Hey everyone, Ron Gold here.
This news isn’t a surprise, but now it’s official:
Mississippi is the America’s most religious state, according to a Pew Forum study on the levels of devotion in America, which asked respondents whether religion is important in their lives. Eighty-two percent of Mississipians said yes.
Mississippi also leads the nation in weekly church attendance (60%), in frequency of daily prayer (77%), and in the number of people who believe in God (91%).
So does God reward the citizens of Mississippi for their high levels of faith? I can’t say for certain, but I can cite these facts I gleaned from extensive Wikipedia research:
–Mississippi ranked dead last among all the states in terms of overall health according to the Commonwealth Fund. On the bright side, food is abundant, as the state has very high levels of obesity.

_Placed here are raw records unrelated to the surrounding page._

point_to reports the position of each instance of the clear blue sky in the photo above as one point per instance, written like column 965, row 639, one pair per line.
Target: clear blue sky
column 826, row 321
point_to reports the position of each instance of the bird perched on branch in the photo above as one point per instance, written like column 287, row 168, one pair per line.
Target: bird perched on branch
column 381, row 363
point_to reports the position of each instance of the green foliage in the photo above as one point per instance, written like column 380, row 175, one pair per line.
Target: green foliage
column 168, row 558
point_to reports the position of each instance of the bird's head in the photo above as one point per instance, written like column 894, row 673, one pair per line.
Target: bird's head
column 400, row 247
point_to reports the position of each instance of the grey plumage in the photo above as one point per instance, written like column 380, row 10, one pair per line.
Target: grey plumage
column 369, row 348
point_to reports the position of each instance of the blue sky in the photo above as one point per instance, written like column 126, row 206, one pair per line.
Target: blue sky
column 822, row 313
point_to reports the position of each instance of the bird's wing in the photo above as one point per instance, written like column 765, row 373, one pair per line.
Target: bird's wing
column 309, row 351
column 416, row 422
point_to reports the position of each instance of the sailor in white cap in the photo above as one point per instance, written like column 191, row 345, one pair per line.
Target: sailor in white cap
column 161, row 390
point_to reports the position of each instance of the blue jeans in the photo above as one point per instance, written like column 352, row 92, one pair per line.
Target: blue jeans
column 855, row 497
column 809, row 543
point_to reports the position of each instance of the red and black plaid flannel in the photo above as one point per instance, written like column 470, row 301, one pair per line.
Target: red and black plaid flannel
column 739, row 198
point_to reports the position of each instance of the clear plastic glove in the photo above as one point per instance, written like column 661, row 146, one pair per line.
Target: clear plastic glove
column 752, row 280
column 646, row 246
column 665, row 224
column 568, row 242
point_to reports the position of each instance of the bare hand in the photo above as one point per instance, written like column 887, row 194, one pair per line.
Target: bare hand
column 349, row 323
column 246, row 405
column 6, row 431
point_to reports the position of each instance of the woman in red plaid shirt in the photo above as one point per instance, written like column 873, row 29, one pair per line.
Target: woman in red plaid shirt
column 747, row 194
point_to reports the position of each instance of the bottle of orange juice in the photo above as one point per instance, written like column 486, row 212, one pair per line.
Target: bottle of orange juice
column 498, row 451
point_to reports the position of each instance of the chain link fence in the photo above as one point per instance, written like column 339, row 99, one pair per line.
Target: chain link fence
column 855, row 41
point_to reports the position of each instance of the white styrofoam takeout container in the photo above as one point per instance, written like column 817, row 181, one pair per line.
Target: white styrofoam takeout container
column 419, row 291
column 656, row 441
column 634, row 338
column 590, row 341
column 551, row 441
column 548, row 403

–Their 2006 per capita income was the lowest in the country at $26,908 (though this is somewhat offset by Mississippi’s low cost of living).
–Finally, in 2008, the state ranked last in academic achievement by the American Legislative Exchange Council.
Now contrast Mississippi with Vermont and New Hampshire, the two least religious states according to the Pew Forum study (only 54% of people in these states reported a belief in God). As far as I can tell, these largely godless states have not been punished with severe natural disasters, poor public health, bad education, or horrible economies.
Not that I hate Mississippi–I wish I were there right now, out of freezing weather and an impending blizzard–but it might be time for the fine people of that state to reexamine their priorities.